Tuesday, 28 April 2009

Songs and Music and Joyce



James Joyce liked singing and used and referred to many popular songs in his works. 
These included:-
1. The Man who Broke the bank at Monte Carlo
(sung by Joyce himself and referred to in Ulysses)
2. Love's Old Sweet Song
(Song most identified with Ulysses and particularly Molly Bloom)
3 La ci darem la mano from Don Govanni
(This duet from Mozart's Opera is one of the main songs in Ulysses, mentioned in seven episodes.
4. Seaside Girls
(Published in 1899 and sung by Vesta Tilley..  again a major musical reference in Ulysses)
5. The Salley Gardens : words by W.B. Yeats
(sung by Joyce himself in the Concert Rooms in Pearse Street. Nora was in the audience and six weeks later they departed for Italy together, never to return.

........  more about songs and music later!

Friday, 17 April 2009

Three Short Films about Joyce and Ulysses

LEGACY   JAMES JOYCE, OUR CONTEMPORARY

(12 minutes)

This film explores different attitudes towards Joyce’s contemporary legacy. Contributors include writers Edna O’Brien, Frank McGuinness, and Hugo Hamilton, as well as academics, booksellers, and others with an  interest in Joyce

AN ENDURING RELATIONSHIP   JOYCE AND THE NATIONAL LIBRARY Of Ireland

This film explores the special relationship between Joyce and the National Library of Ireland. Joyce was a regular visitor to the Library as a student, and he was well known to the staff and other readers at the Library. Joyce used the Library as the location for parts of A Portrait of the Artist as a Young Man and Ulysses.

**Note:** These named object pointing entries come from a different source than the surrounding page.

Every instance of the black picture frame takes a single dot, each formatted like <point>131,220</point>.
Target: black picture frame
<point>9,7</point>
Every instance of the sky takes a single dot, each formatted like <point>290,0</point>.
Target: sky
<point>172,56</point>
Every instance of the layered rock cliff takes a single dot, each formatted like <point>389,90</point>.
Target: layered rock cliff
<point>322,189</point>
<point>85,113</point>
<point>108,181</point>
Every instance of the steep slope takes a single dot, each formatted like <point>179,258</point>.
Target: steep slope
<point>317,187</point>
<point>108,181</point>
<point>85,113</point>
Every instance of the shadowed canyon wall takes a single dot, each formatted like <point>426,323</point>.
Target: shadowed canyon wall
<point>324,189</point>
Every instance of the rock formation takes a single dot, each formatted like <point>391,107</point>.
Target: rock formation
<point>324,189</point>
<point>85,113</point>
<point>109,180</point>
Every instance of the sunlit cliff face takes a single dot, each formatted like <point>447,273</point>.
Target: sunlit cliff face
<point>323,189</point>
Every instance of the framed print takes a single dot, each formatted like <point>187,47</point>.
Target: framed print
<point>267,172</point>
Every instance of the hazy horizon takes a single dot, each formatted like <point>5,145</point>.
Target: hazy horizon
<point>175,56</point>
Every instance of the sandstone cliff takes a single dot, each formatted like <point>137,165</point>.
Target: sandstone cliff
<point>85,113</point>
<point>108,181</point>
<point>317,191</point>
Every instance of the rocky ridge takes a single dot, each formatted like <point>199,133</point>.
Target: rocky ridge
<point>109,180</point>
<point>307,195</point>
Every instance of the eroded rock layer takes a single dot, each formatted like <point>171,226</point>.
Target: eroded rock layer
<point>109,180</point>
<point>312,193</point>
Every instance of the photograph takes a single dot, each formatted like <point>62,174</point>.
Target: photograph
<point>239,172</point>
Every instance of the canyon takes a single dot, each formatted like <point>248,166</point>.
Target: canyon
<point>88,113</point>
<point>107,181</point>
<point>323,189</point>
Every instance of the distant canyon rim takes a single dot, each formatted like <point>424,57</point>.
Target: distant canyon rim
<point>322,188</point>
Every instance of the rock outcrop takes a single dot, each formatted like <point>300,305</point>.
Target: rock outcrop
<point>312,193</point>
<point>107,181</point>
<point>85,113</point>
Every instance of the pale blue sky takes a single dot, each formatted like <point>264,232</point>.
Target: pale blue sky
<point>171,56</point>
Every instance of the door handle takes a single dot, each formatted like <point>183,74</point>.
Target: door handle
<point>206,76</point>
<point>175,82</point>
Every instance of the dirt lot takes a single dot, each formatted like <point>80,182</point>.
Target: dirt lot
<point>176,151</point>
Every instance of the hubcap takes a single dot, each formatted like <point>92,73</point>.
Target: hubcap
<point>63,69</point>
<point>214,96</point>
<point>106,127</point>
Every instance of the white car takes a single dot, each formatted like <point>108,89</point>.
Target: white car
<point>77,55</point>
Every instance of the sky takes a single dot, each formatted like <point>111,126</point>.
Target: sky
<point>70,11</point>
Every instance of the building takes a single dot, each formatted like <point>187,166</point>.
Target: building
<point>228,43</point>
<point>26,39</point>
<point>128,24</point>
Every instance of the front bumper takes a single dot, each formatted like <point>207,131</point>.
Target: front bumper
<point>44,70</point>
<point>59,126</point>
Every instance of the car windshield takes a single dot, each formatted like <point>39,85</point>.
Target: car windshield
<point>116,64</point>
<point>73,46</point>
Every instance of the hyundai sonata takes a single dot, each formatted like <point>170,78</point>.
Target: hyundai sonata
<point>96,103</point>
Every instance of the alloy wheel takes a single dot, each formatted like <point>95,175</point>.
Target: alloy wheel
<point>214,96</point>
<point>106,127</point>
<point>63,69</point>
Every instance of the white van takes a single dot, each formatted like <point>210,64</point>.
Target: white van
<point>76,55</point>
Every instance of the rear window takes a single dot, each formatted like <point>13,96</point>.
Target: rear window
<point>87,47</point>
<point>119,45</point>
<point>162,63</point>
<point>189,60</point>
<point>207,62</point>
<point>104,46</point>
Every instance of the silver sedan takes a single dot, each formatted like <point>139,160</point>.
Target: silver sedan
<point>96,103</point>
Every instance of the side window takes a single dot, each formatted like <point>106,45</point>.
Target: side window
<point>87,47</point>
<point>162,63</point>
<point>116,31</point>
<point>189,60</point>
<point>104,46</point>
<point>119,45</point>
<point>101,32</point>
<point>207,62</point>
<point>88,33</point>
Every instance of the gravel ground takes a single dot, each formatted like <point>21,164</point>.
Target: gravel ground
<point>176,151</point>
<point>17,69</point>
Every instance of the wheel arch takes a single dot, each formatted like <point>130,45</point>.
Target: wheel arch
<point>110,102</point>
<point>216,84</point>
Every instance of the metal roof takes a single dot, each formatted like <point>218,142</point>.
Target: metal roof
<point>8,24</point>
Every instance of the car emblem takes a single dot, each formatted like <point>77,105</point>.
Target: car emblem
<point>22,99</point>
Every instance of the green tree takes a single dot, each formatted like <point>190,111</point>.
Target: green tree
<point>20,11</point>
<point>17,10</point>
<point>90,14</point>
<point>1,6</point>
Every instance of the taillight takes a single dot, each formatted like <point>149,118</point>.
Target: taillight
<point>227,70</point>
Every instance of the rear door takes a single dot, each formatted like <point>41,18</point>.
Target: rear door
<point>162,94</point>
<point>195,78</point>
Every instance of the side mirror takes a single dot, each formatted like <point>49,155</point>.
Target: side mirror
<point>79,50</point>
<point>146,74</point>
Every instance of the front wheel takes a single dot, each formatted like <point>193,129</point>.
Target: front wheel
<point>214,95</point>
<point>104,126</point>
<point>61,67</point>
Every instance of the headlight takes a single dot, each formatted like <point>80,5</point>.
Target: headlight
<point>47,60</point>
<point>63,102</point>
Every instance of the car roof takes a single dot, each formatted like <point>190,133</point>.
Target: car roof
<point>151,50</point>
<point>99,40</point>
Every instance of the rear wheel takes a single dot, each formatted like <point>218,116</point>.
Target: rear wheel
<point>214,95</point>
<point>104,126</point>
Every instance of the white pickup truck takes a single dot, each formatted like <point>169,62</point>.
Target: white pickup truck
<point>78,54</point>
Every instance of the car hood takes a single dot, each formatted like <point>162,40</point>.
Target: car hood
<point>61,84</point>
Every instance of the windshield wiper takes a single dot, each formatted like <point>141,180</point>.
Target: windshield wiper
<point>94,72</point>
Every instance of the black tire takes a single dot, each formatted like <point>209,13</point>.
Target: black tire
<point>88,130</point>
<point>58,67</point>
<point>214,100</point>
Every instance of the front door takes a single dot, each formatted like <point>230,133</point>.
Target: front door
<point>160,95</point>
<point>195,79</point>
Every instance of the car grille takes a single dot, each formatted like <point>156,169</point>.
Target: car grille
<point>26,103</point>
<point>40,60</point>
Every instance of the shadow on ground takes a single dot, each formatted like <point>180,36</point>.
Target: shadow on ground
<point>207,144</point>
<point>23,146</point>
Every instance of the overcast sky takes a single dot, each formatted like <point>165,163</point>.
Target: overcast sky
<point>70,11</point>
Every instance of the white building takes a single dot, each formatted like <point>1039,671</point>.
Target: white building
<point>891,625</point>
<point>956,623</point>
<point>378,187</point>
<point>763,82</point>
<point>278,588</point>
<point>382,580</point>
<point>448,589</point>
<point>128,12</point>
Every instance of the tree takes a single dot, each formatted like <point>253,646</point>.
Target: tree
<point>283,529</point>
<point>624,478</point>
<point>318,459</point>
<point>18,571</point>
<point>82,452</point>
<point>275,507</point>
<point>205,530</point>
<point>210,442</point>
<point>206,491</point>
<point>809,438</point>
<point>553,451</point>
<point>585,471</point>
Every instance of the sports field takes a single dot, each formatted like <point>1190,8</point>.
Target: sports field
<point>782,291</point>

CONTROVERSY  ULYSSES  IN THE PUBLIC EYE

This film explores the ways in which Joyce’s novel Ulysses was perceived in different ways around the time of its first publication. Joyce’s work was subject to a court ban in the United States at the same time as it was hailed as a great work of literature in Europe, and its reputation for controversy still continues.

All films were directed by Alan Gilsenan and made by Yellow Asylum Films for National Library of Ireland. We acknowledge and are most grateful for the help of the James Joyce Centre, Dublin and The National Library of Ireland in making it possible for these films to be shown in Bruff for Bloomsday.